Hierzu bemerkte Hengler: »Man weiß jedenfalls, daß Ihr Vater sehr geheimnisvoll aufzutreten liebte. Niemand wußte recht von seinen Einkäufen Bescheid, niemand kennt bis auf den heutigen Tag seine Sammlung genau. Dies alles aber beweist nur den ungewöhnlichen Charakter Ihres Vaters: er war Sammler nur der Kunst wegen.«

»So sehr fürchtete er, daß seine Kunstsammlung allgemein bekannt wurde, daß er auf Marienburg ein großes Zimmer ganz abgeschlossen hielt, das niemand betreten durfte. Dort hat er sicher viele wertvolle Erwerbungen aufbewahrt.«

»Ist das nicht abermals ein Beweis für sein Feingefühl?« meinte Hengler. »Er wünschte nicht, daß die Sachen profaniert werden sollten. Sie wissen nicht, welchen Schmerz stupide und gleichgültige Menschen wirklichen Kunstkennern zufügen können.«

Torben versank tiefer in Erinnerungen. »Ich entsinne mich noch,« sagte er, »wie einst Handwerker auf dem Hof waren und durch ein Mißverständnis in dies Zimmer eindringen wollten! Was gab es da für einen Krach! Nie habe ich meinen Vater so zornig gesehen. Und das waren doch einfache Arbeiter, die gar kein Urteil über die Dinge hatten.«

»Auch die Familie durfte dieses Zimmer nicht betreten?« fragte Professor Arvidson.

»Nein. Wir machten auch nie den Versuch; wir betrachteten es als eine Sonderlichkeit meines Vaters und respektierten sie. Menschen, die alten Familien angehören, haben ja oft Sonderlichkeiten.«

»Jetzt aber sind Sie wohl gespannt, was das geheimnisvolle Zimmer enthält?«

»Nein, gar nicht, lieber Professor,« antwortete Torben, »ich bin nicht gespannter darauf als auf die Familientabellen meines Vaters. Vielleicht langweilt beides mich. Mein Vater aber wird sicher seinen letzten Willen über diese Dinge wie über manches andere hinterlassen haben, und diesen Willen werde ich natürlich respektieren. Mein Vater war ein Mann der Ordnung.«

»Sie aber, Herr Professor,« sagte Hengler und blickte neckend zu Arvidson hinüber, »Sie würden natürlich voller Spannung das geschlossene Zimmer auf Marienburg öffnen?«

»Und Sie?« antwortete Arvidson.

»Natürlich, aber in meiner Eigenschaft als Kunstfanatiker. Sie jedoch, Herr Professor, haben eine andere Schwärmerei, Sie lockt das Geheimnisvolle, das Unaufgeklärte.«

»Vielleicht.«

»Aus diesem Grunde interessieren Sie sich auch wohl so sehr für den Kriminalfall. Ihren Bemerkungen habe ich entnommen, daß Sie mit der Polizei in enger Verbindung stehen. Man ist der Ansicht, daß man den richtigen Täter noch nicht gefunden hat. Ist es nicht so?«

Der Professor nickte, indem er einen verstohlenen Blick zu Torben hinüberwarf, der stumm in seine glühende Zigarre starrte.
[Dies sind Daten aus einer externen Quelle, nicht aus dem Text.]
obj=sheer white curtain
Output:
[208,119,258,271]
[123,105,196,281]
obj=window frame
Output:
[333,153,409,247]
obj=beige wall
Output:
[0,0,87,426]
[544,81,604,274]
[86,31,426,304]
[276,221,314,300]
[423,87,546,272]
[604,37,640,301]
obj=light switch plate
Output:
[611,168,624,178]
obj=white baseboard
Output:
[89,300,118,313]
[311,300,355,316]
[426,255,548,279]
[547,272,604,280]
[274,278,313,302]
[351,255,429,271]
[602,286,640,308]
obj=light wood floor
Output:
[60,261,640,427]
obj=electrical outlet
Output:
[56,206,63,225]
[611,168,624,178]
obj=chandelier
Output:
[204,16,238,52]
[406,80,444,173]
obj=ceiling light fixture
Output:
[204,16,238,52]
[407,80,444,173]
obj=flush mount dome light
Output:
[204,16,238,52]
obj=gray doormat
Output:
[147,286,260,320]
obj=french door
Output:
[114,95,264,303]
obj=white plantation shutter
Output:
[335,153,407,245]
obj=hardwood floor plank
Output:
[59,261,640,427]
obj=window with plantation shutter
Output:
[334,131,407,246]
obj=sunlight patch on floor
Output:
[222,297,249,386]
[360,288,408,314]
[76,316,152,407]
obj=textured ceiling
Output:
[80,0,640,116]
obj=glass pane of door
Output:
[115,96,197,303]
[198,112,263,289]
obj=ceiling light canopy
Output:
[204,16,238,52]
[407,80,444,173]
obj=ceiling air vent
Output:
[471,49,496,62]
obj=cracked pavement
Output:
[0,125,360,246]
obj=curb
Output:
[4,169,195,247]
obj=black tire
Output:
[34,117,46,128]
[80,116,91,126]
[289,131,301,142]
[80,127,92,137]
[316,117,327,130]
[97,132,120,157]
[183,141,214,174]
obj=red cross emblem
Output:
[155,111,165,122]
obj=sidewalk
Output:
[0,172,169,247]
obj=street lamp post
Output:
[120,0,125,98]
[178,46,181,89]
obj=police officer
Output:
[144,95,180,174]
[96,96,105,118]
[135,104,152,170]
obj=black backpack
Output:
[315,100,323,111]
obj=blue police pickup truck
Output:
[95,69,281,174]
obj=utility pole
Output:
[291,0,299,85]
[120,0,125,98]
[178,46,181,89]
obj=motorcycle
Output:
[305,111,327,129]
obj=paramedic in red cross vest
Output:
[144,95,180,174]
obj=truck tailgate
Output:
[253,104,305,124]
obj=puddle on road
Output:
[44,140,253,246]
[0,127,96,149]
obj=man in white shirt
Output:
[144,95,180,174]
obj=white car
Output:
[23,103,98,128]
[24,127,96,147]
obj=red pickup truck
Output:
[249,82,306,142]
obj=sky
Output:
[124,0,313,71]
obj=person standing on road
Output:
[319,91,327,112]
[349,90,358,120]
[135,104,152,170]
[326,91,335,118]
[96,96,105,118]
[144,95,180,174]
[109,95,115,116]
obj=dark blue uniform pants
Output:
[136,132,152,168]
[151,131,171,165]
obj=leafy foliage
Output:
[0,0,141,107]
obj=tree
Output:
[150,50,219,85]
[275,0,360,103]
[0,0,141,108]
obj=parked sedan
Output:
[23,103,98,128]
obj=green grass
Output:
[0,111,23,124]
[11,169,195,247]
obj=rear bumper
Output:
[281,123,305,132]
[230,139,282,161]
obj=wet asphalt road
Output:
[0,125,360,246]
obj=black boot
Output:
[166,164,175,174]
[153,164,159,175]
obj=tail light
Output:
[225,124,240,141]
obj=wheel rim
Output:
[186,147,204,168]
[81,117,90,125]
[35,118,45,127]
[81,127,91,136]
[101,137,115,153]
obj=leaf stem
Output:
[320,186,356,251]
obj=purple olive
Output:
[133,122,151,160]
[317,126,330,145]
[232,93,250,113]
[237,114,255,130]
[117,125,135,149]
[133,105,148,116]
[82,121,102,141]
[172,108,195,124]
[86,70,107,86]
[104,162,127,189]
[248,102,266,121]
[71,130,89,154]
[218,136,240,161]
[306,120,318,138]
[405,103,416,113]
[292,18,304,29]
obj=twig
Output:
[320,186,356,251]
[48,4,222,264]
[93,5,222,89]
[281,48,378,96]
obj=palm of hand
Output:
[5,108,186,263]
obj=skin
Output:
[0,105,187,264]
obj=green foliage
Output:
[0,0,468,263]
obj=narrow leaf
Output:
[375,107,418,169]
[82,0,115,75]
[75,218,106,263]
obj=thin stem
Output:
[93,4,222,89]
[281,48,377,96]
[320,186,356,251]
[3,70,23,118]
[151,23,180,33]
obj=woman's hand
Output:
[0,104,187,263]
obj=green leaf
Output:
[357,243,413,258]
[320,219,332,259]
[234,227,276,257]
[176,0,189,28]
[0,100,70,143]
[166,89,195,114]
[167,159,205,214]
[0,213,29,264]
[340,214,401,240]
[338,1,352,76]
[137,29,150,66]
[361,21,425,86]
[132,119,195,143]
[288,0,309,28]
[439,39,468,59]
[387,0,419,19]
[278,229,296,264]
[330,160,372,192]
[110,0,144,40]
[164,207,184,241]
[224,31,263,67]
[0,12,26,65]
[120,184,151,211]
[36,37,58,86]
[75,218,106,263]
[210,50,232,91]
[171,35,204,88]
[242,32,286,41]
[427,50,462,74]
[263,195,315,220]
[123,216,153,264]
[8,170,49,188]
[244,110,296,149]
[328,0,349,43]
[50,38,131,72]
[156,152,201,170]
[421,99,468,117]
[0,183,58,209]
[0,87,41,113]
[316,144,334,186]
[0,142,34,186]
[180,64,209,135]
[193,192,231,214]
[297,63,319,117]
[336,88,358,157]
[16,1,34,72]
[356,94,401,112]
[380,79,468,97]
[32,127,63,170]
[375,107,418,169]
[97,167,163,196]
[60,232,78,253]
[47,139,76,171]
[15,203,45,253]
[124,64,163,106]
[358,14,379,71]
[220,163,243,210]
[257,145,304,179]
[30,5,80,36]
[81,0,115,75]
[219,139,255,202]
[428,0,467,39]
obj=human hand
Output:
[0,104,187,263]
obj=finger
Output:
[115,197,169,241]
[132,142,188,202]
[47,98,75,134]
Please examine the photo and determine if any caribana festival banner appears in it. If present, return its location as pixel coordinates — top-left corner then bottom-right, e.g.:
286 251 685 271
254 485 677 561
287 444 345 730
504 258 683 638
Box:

Mit einer seltsam vertraulichen und eindringlichen Stimme fuhr Hengler fort: »Ich habe gelesen, daß man einen bestimmten Mann, einen Amerikaner sucht, der, nach dem Signalement, nicht schwer zu finden sein wird.«

»Trotzdem ist er verschwunden,« sagte Professor Arvidson.
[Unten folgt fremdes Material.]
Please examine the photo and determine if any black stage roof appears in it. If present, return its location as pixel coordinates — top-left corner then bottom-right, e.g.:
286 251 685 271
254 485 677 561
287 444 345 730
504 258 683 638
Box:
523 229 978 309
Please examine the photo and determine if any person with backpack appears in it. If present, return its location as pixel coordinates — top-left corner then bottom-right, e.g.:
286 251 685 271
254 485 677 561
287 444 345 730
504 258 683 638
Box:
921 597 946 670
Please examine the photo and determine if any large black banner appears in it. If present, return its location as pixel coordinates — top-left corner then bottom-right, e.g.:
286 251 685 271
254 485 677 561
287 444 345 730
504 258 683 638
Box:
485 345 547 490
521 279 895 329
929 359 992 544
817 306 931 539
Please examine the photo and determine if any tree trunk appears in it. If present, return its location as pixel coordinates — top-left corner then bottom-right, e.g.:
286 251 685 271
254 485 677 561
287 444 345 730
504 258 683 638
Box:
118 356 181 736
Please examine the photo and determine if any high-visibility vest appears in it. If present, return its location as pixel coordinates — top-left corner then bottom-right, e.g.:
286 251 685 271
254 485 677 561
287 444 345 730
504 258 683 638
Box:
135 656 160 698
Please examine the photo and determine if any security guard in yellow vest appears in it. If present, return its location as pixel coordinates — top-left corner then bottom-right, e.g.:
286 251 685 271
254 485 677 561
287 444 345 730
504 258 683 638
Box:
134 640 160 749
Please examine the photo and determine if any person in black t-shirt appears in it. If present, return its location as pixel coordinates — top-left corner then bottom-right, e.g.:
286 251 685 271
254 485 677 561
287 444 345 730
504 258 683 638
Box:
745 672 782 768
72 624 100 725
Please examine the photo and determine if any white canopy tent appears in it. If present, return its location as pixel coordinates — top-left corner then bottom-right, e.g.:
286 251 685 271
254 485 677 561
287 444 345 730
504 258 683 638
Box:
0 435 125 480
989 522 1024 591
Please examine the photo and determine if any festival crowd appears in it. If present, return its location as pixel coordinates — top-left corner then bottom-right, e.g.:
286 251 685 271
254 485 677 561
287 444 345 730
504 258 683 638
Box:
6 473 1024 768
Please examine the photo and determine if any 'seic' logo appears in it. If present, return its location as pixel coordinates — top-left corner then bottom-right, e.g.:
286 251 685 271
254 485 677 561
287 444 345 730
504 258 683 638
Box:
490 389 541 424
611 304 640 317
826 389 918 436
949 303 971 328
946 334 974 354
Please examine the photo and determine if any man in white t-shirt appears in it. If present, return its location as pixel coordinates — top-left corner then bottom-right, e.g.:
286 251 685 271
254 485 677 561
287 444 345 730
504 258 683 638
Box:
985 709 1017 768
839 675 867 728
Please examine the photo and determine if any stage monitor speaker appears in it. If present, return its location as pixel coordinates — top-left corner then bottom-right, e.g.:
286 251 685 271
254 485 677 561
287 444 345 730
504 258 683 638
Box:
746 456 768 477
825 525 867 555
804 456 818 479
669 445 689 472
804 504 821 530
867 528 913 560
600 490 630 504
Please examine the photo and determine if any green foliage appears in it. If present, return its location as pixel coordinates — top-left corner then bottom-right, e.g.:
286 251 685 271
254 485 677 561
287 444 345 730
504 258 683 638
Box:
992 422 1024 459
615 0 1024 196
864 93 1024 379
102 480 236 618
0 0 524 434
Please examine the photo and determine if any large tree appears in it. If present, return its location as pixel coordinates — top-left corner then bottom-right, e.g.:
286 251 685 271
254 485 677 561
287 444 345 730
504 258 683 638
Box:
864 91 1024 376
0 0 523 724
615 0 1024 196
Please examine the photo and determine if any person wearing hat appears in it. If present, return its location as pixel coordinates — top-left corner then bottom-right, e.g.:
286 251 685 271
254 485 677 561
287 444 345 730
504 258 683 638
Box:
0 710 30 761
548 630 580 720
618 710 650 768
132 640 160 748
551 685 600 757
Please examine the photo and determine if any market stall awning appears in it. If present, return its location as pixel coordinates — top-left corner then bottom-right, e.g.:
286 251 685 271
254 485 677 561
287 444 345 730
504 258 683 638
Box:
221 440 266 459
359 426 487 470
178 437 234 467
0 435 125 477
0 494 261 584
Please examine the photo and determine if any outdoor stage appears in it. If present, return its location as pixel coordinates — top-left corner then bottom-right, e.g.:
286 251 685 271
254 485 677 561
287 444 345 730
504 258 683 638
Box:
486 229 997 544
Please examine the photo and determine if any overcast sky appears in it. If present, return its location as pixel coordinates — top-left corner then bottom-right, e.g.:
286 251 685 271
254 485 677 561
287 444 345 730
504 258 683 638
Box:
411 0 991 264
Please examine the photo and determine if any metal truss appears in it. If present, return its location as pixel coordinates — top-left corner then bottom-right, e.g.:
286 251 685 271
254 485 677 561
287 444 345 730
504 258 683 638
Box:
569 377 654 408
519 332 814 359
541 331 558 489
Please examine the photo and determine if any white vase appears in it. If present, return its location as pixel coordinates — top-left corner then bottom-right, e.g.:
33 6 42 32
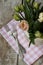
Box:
35 38 43 46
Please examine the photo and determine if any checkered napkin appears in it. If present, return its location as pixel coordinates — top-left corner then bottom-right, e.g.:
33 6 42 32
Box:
0 19 43 65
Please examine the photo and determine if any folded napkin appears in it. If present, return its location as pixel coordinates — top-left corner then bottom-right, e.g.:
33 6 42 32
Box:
0 19 43 65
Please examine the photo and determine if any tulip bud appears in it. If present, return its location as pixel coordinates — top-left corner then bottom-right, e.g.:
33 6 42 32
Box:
38 12 43 22
13 14 20 21
33 2 39 9
19 4 24 11
35 31 41 38
14 6 20 12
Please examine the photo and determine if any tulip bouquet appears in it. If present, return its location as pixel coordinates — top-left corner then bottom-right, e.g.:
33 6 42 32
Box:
13 0 43 44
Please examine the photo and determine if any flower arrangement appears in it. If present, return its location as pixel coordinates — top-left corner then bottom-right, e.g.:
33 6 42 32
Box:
13 0 43 44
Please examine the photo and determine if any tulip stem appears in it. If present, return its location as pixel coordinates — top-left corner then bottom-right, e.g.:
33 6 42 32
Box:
19 12 25 19
22 0 23 4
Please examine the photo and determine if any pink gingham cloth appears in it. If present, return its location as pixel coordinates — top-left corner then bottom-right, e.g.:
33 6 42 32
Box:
0 19 43 65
»Ja, ich habe es gelesen. Könnte man sich nicht aber die Möglichkeit denken, daß der Mann trotzdem noch hier in der Stadt ist?«

»Mit dieser Möglichkeit wird auch gerechnet.«

»Gesetzt den Fall, daß es einen Mann gibt, der seinen Aufenthaltsort kennt ...«

»Bitte, zeigen Sie ihn uns!«

»Es ist natürlich nur eine Wahrscheinlichkeitsberechnung. Aber ich meine, daß der Verhaftete, Knud Aage Hansen, es wissen muß. Lassen Sie ihn los, und er wird sicher früher oder später seinen Mitschuldigen aufsuchen. Ein solches Experiment aber wagt die Polizei natürlich nicht, aus Furcht, daß dann auch dieser Mann ihr entkommt. Es ist nicht schwer, in einer großen Stadt unterzutauchen. Man muß eine große Stadt nicht verlassen, dadurch gibt man sich nur eine Blöße.«

»Sie glauben also, daß der Mann sich noch immer in Kopenhagen aufhält?«

»Ja,« antwortete Hengler. Plötzlich beugte er sich zu Torben hinüber: »Verzeihen Sie, daß unsere Unterhaltung eine für Sie so peinliche Wendung genommen hat,« sagte er eifrig, »es war recht unbedacht von uns.«

Torben antwortete nicht; er schenkte sich ein Glas Kognak bis an den Rand und trank es aus. Im selben Augenblick kam der Oberkellner und flüsterte Professor Arvidson etwas zu.

Dieser stand mit einer Entschuldigung auf. Ein Herr wünsche ihn zu sprechen. Draußen im Vestibül wartete dieser Herr.

Es war Rist. Das erste, was der junge Polizeibeamte sagte, war: »Helmer Stamsund ist noch in der Stadt. Er ist heute nacht gesehen worden!«

Helmer Stamsund war der Mann mit der Narbe, Knud Aages Mitschuldiger, von dem man eben gesprochen hatte.